A 6th child is added to the Ingest group in shell.jsx, between Upload and Recorders:

{ id: "youtube", label: "YouTube", icon: "download" },

The download glyph already exists in icons.jsx. The matching ingestChildren array in shell.jsx and the crumbs map in app.jsx both gain "youtube".

Screen

A new YouTubeImport component lives in screens-ingest.jsx and is exported on window alongside Upload, Recorders, etc. It is registered as a route in app.jsx.

Layout — visually a sibling of the Upload screen:

  • Header: title "YouTube", subtitle "Paste a link — we download and import the best available MP4."
  • Project selector: same select element as Upload's, pre-selected to the first project.
  • URL input: a single-line field-input with placeholder "Paste a YouTube URL (youtube.com/watch, youtu.be, or shorts)…" and an inline Import button.
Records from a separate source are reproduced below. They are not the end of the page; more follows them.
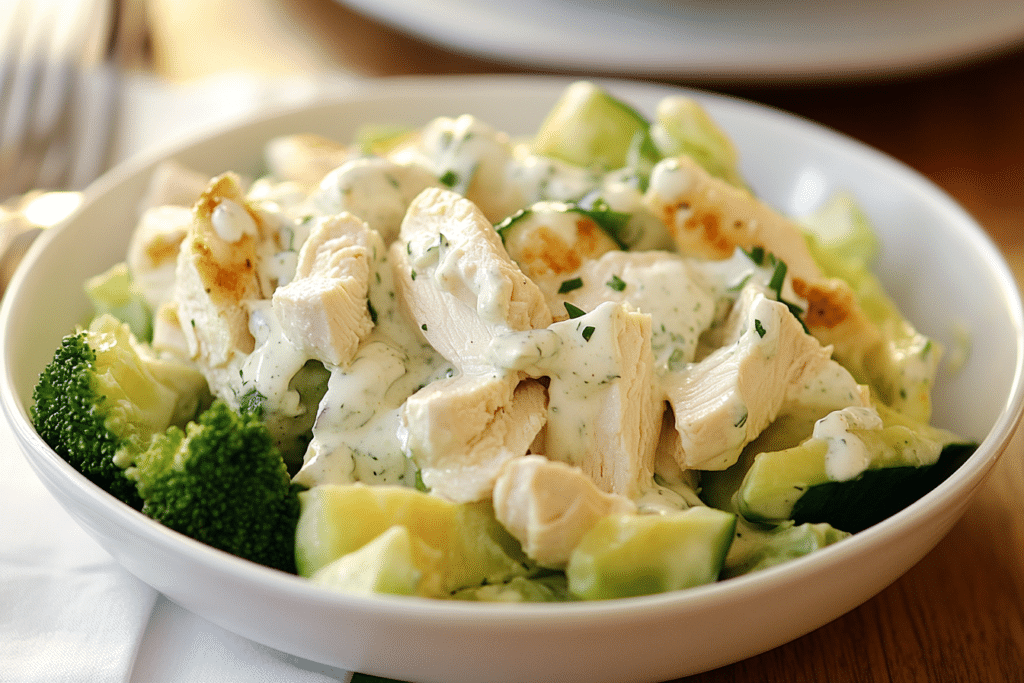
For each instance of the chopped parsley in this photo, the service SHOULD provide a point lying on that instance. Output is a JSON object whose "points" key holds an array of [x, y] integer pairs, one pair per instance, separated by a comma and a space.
{"points": [[573, 311], [616, 284], [570, 285]]}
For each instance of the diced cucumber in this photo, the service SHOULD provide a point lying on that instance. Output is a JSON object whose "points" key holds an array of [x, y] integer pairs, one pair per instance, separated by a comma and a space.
{"points": [[757, 547], [113, 292], [455, 546], [628, 555], [683, 127], [386, 564], [589, 127], [795, 483]]}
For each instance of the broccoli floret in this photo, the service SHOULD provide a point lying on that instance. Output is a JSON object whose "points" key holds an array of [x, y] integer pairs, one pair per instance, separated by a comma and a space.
{"points": [[103, 395], [221, 480]]}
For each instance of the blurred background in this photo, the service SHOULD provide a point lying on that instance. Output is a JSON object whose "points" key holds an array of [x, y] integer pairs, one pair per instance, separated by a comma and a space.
{"points": [[938, 84]]}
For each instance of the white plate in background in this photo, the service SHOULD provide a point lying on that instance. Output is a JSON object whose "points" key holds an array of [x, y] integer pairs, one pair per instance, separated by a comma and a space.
{"points": [[738, 40]]}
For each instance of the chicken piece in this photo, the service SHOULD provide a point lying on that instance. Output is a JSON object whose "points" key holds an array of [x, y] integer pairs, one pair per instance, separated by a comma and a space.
{"points": [[660, 284], [153, 251], [355, 435], [603, 416], [215, 275], [463, 429], [457, 282], [323, 310], [722, 402], [709, 217], [304, 158], [378, 190], [468, 156], [549, 506], [551, 239], [175, 184]]}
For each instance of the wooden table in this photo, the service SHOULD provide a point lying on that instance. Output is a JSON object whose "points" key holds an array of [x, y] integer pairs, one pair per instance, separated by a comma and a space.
{"points": [[957, 615]]}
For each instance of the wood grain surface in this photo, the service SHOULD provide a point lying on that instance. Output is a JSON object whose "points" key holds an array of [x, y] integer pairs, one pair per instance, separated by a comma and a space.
{"points": [[958, 614]]}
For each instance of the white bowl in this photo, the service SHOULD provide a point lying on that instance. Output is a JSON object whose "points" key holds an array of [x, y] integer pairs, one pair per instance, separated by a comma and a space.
{"points": [[936, 261]]}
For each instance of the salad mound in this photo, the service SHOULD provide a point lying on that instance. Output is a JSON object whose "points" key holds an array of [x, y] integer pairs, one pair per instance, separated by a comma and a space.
{"points": [[444, 361]]}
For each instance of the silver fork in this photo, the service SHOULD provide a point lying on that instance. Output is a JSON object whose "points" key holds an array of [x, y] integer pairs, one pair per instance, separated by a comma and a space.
{"points": [[59, 90], [60, 81]]}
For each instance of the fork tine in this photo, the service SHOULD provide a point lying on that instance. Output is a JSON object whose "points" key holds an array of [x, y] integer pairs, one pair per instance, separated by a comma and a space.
{"points": [[45, 94]]}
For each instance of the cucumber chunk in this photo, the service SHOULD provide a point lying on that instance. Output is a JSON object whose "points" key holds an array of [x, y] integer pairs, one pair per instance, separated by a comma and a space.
{"points": [[452, 546], [629, 555], [588, 127], [795, 483]]}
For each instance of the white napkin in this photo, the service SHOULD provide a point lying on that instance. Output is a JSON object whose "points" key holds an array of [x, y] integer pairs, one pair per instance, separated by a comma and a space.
{"points": [[68, 611]]}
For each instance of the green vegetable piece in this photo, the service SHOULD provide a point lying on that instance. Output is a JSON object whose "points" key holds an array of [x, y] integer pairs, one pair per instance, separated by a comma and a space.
{"points": [[222, 481], [454, 546], [684, 127], [795, 483], [878, 494], [545, 588], [589, 127], [386, 564], [629, 555], [756, 547], [112, 292], [900, 366], [103, 395]]}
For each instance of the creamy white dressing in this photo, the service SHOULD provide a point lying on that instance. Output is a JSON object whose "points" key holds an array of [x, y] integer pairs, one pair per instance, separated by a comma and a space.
{"points": [[273, 363], [848, 456], [231, 221], [356, 434], [538, 178]]}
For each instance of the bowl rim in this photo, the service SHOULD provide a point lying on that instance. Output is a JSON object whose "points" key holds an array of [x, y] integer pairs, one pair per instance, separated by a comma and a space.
{"points": [[970, 475]]}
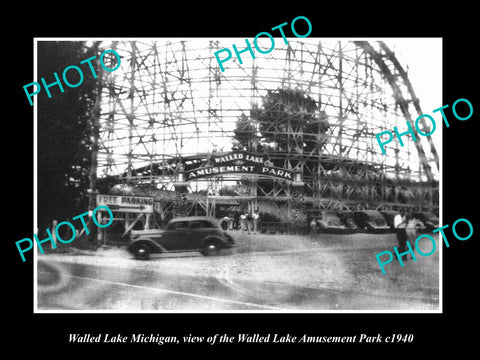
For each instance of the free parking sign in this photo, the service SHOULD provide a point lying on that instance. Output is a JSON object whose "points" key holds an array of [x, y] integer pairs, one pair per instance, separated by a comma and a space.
{"points": [[128, 204]]}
Enter submits. The button is disabled until a URL pattern matches.
  • Subtitle line under the input: "Only import videos you have rights to use. Private, age-gated, and members-only videos are not supported."
  • Queue panel: identical structure to Upload's queue — one row per submitted URL, showing:
    • Source icon (use link glyph) and the URL (truncated middle, full URL in title tooltip).
    • Title once known (filled in by a poll on the asset row).
    • Progress bar tied to job progress (0100). The worker drives this between 5 and 60 % for download and 60 to 100 % for upload + DB writes.
    • Status pill: queued → downloading → processing → done / failed.
    • Error text if the job fails (red, one line).
    • A "Clear done" button at the top of the queue.

The queue persists for the session in component state only — no separate UI table. Jobs screen remains the canonical history.
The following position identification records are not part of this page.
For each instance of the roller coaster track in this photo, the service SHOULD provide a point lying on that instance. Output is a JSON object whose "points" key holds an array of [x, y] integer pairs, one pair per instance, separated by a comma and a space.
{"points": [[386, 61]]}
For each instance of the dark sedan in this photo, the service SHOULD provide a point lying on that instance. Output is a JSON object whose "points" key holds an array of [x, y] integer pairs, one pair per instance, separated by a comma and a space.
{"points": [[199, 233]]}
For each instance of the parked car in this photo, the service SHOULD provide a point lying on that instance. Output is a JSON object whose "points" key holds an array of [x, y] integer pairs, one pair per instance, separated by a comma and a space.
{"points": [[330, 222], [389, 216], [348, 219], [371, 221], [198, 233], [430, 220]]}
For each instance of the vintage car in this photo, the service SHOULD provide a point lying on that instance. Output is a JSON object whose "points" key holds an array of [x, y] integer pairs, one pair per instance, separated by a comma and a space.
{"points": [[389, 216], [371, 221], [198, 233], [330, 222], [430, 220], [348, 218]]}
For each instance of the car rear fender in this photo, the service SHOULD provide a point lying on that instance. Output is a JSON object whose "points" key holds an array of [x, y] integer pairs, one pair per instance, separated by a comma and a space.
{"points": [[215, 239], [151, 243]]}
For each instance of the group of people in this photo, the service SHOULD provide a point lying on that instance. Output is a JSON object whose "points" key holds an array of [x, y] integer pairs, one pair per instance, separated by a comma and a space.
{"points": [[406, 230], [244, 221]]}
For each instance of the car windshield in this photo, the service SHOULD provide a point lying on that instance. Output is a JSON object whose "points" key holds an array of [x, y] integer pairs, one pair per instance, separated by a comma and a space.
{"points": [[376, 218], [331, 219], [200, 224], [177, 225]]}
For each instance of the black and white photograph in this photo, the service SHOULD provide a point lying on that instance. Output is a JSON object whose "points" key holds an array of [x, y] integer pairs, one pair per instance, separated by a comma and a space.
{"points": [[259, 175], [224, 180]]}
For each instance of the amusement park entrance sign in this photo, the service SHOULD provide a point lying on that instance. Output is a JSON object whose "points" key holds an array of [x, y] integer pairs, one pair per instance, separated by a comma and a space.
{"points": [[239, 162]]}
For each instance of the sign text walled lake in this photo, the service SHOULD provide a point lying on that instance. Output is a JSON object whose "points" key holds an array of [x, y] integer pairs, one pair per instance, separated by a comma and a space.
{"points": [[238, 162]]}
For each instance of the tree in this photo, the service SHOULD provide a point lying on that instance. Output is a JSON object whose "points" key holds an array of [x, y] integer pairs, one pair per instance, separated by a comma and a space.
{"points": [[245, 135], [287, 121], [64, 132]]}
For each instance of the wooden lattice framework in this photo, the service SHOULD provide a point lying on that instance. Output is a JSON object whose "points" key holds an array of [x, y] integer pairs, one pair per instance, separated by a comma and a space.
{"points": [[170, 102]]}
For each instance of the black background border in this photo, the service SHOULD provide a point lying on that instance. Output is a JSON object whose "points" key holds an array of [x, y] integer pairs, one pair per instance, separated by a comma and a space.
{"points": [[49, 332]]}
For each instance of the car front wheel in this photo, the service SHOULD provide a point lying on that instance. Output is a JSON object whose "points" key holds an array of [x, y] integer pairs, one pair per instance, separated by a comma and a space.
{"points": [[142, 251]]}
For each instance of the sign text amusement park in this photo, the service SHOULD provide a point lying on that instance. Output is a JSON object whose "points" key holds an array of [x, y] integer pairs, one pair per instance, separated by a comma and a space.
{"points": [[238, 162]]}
URL validation (client-side, before POST)

Accept (case-insensitive) any of these patterns:

  • https?://(www\.|m\.)?youtube\.com/watch\?[^ ]*v=[A-Za-z0-9_-]{11}
  • https?://youtu\.be/[A-Za-z0-9_-]{11}
  • https?://(www\.)?youtube\.com/shorts/[A-Za-z0-9_-]{11}

Anything else is rejected inline ("That doesn't look like a YouTube URL") without an API call. The server re-validates as a defense-in-depth check.

Out-of-scope v1 (called out, not built)

  • Pasting a playlist URL. Server returns 400 "Playlists aren't supported yet."
  • Multi-line paste. Single URL only.
  • Quality picker. yt-dlp format string is hard-coded.
  • Cookies upload. Private videos fail with a clear message.

2. API

Route

New file services/mam-api/src/routes/imports.js, mounted at /api/v1/imports in services/mam-api/src/index.js.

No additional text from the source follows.